Die Route führte vom Bahnhof über eine Busfahrt zur Friedrich-Ebert-Straße mit Stationen bei der Stadtbibliothek, dem Paul-Wunderlich-Haus, dem Marktplatz und schließlich zum Rathaus. Während des Rundgangs wurden zahlreiche Beobachtungen dokumentiert. Die wichtigsten Erkenntnisse im Überblick:

Bahnhof Eberswalde: Zwar grundsätzlich stufenlos erreichbar, doch beeinträchtigt durch eine tiefe Regenrinne am Eingang und ein unvollständiges bodengebundenes Leitsystem für sehbehinderte Menschen. Weitere Kritikpunkte waren abgenutzte Bodenbeläge, fehlende Fahrstuhlansagen, die Entfernung zum öffentlichen WC sowie eine mangelnde Beschilderung. Positiv fiel die vorhandene Braille-Beschriftung an den Handläufen und die guten Parkmöglichkeiten auf.

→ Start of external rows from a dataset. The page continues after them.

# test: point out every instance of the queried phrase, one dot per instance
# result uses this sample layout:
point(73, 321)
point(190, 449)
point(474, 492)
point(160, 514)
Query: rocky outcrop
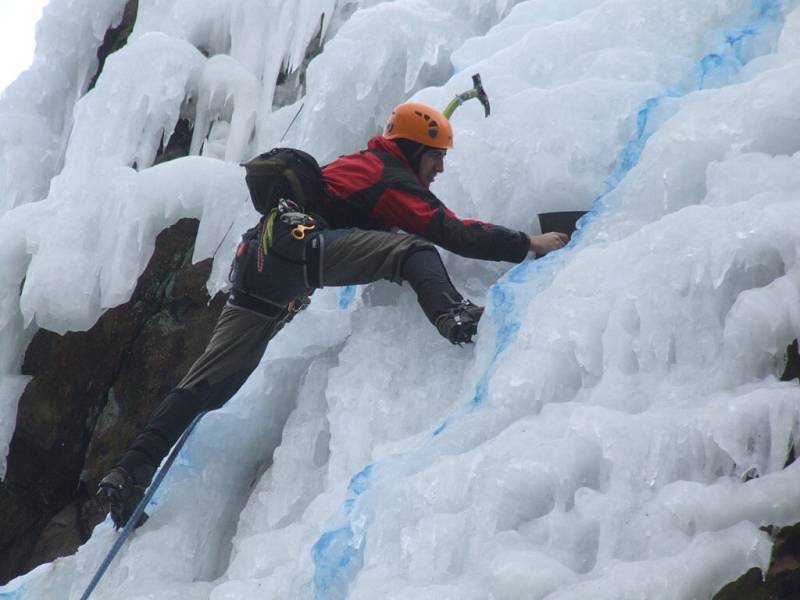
point(90, 394)
point(782, 579)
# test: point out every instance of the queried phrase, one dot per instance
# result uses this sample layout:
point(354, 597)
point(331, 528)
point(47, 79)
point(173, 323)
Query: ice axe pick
point(477, 91)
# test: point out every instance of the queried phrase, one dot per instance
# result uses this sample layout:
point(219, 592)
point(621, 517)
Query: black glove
point(119, 494)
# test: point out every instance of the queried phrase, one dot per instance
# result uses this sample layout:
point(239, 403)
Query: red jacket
point(378, 189)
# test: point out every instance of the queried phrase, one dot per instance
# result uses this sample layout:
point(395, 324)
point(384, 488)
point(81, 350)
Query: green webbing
point(266, 235)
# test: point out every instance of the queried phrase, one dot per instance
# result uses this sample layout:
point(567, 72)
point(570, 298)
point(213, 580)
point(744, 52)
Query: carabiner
point(299, 231)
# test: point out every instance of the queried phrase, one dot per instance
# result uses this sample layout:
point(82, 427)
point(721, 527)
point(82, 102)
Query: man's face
point(430, 165)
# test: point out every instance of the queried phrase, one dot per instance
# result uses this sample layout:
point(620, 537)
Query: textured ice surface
point(594, 442)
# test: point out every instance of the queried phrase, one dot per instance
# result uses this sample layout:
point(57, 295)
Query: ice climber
point(350, 237)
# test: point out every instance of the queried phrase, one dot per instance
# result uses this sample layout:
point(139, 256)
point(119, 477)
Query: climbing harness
point(134, 518)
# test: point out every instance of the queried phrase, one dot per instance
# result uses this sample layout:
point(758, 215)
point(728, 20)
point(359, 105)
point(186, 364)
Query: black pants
point(241, 335)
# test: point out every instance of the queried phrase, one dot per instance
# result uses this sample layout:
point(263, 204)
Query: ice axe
point(477, 91)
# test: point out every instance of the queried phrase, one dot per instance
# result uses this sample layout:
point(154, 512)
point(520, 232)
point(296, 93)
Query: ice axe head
point(477, 91)
point(480, 93)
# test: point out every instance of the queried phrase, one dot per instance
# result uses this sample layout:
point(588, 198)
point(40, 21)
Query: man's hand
point(547, 242)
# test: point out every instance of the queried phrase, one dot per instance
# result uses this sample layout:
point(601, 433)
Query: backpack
point(284, 173)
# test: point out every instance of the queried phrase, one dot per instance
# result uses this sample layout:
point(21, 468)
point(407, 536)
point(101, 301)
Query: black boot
point(460, 322)
point(120, 493)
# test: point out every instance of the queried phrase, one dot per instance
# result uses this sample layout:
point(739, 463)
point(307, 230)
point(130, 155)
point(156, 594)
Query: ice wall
point(601, 437)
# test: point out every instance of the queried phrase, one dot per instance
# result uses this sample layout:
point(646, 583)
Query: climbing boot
point(119, 493)
point(460, 322)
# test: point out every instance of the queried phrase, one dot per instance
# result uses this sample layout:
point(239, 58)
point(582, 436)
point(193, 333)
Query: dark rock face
point(782, 581)
point(90, 394)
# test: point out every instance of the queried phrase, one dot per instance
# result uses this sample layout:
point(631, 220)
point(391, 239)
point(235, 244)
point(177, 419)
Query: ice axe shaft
point(477, 91)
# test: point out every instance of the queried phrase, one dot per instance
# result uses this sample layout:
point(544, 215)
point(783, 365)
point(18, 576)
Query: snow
point(593, 442)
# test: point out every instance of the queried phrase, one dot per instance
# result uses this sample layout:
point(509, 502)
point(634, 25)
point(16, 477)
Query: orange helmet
point(420, 123)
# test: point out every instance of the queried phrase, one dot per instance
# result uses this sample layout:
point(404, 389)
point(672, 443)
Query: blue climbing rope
point(134, 518)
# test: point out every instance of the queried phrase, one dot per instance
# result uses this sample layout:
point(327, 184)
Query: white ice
point(593, 442)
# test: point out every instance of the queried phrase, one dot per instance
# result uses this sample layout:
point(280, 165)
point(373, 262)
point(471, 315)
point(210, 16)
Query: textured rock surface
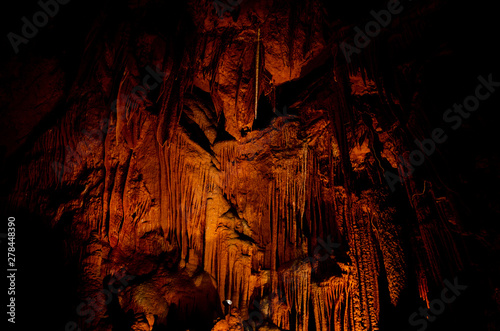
point(201, 199)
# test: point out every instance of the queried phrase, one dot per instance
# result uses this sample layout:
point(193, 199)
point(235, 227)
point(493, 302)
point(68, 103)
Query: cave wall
point(145, 150)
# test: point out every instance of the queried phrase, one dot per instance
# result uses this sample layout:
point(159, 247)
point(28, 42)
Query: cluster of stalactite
point(246, 210)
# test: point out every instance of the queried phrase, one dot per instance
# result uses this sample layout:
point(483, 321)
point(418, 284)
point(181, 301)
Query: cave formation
point(234, 150)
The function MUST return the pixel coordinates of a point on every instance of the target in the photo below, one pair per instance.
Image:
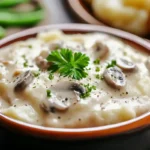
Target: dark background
(57, 12)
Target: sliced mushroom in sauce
(56, 45)
(41, 61)
(23, 80)
(114, 77)
(125, 65)
(75, 46)
(65, 94)
(100, 50)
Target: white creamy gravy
(105, 105)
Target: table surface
(58, 13)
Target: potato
(117, 15)
(140, 4)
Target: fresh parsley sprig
(68, 63)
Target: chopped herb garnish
(30, 46)
(112, 64)
(125, 53)
(51, 76)
(97, 69)
(96, 62)
(68, 63)
(88, 89)
(48, 93)
(36, 74)
(25, 64)
(97, 76)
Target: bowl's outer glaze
(81, 133)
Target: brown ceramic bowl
(81, 133)
(84, 12)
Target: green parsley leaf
(97, 76)
(112, 64)
(88, 89)
(48, 93)
(51, 76)
(25, 64)
(96, 62)
(36, 74)
(97, 69)
(68, 63)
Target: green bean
(10, 3)
(2, 32)
(13, 18)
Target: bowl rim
(77, 133)
(80, 11)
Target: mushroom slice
(148, 64)
(114, 77)
(73, 46)
(53, 104)
(41, 62)
(100, 49)
(64, 95)
(23, 80)
(126, 65)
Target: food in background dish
(128, 15)
(74, 80)
(13, 14)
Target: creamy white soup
(74, 80)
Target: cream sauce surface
(105, 104)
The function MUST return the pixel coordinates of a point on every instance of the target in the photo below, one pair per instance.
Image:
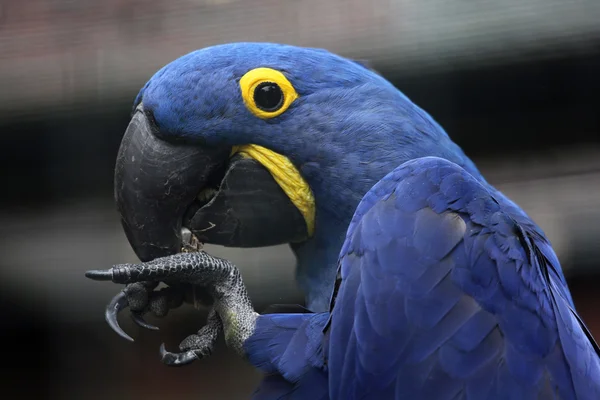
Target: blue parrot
(422, 280)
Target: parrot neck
(317, 263)
(337, 199)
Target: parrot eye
(268, 96)
(266, 92)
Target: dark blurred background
(514, 82)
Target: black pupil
(268, 96)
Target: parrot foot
(195, 346)
(233, 311)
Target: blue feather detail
(449, 291)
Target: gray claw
(139, 320)
(116, 305)
(100, 274)
(177, 359)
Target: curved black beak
(163, 186)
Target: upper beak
(161, 187)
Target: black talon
(177, 359)
(139, 320)
(100, 274)
(116, 305)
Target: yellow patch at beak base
(287, 177)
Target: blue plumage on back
(441, 294)
(445, 288)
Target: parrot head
(258, 144)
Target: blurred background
(515, 83)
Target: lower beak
(162, 187)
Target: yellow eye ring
(266, 92)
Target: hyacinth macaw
(422, 280)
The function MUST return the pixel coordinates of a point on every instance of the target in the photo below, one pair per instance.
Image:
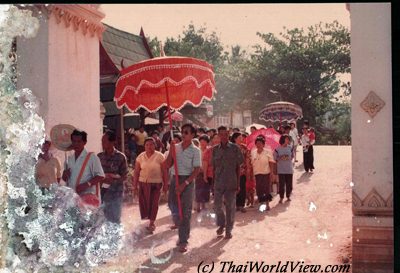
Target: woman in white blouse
(261, 159)
(150, 177)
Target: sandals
(182, 248)
(151, 228)
(173, 227)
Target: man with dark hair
(141, 136)
(201, 131)
(115, 167)
(47, 168)
(84, 172)
(158, 142)
(226, 159)
(188, 159)
(211, 133)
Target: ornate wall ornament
(357, 202)
(374, 200)
(84, 17)
(372, 104)
(372, 204)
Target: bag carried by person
(90, 199)
(274, 167)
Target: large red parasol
(177, 116)
(271, 138)
(144, 85)
(165, 81)
(281, 111)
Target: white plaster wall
(371, 71)
(32, 66)
(74, 96)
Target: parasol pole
(173, 153)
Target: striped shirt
(115, 164)
(187, 159)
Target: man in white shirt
(85, 181)
(141, 135)
(295, 137)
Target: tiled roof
(121, 45)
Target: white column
(372, 153)
(61, 66)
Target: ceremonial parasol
(165, 81)
(281, 111)
(177, 116)
(270, 135)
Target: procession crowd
(197, 166)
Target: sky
(235, 24)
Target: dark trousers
(308, 158)
(149, 196)
(186, 204)
(112, 201)
(225, 219)
(285, 182)
(241, 195)
(263, 188)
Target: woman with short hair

Busfahrt & Friedrich-Ebert-Straße: Lob gab es für die akustischen Fahrplanansagen und die technische Ausstattung der Busse mit Rampen und Absenkungsmechanismen. Negativ wurde das unebene Kopfsteinpflaster in der Friedrich-Ebert-Straße für Rollstuhlfahrer empfunden. Eine Teilnehmerin wies zudem darauf hin, dass sie in Bussen häufig aufgefordert werde, ihrem Assistenzhund einen Maulkorb anzulegen – ein Missverständnis, das für Betroffene belastend ist.

Stadtbibliothek im BBZ: Hier wurden die automatisierte Eingangstür und die Besucher*innenklingel positiv hervorgehoben. Allerdings fehlt eine ausreichende Beschilderung, die Türen sind teilweise kontrastarm und der Fahrstuhl zu klein.

Paul-Wunderlich-Haus: Viele architektonische Elemente erschweren die Orientierung. Glasflächen ohne Sicherheitsmarkierungen, fehlende Fahrstuhlansagen und ein Mangel an klarer Beschilderung stellen große Barrieren dar. Die Designorientierung der Treppen widerspricht geltenden Barrierefreiheitsnormen. Gut waren hingegen taktile Orientierungshilfen an Treppengeländern.

Marktplatz: Der Marktplatz punktet mit einem rutschfesten, ebenen Belag und Sitzmöglichkeiten. Kritisch wurden blockierte Wege und die mangelnde Nutzbarkeit der Behindertentoilette angemerkt. Die Querung zum Rathaus ist hingegen gut gelöst – mit Leitsystem und akustischer Ampel.

Rathaus Eberswalde: Trotz stufenloser Zugänge und ausreichend Platz im Foyer ist der kleine Fahrstuhl ein großes Hindernis, vor allem für elektrische Rollstühle. Es fehlt an klaren Beschriftungen, Stufenmarkierungen und einem separaten Behinderten-WC. Positiv: ein besetzter Empfangsbereich bietet Orientierung und Unterstützung.

Der Stadtspaziergang hat gezeigt, dass bereits viele Maßnahmen zur Barrierefreiheit umgesetzt wurden – es bleibt jedoch in zahlreichen Bereichen Handlungsbedarf. Gerade was durchgängige Leitsysteme, klare Beschilderung und nutzbare Aufzüge betrifft, gibt es Verbesserungspotenzial.

Die detaillierten Beobachtungen wurden ins Rathaus getragen.

Die Lebenshilfe Barnim bedankt sich bei allen Beteiligten für den offenen Austausch und die wertvollen Eindrücke. Gemeinsam setzen wir uns weiter für eine inklusive und barrierefreie Zukunft ein – nicht nur am 5. Mai, sondern an jedem Tag im Jahr.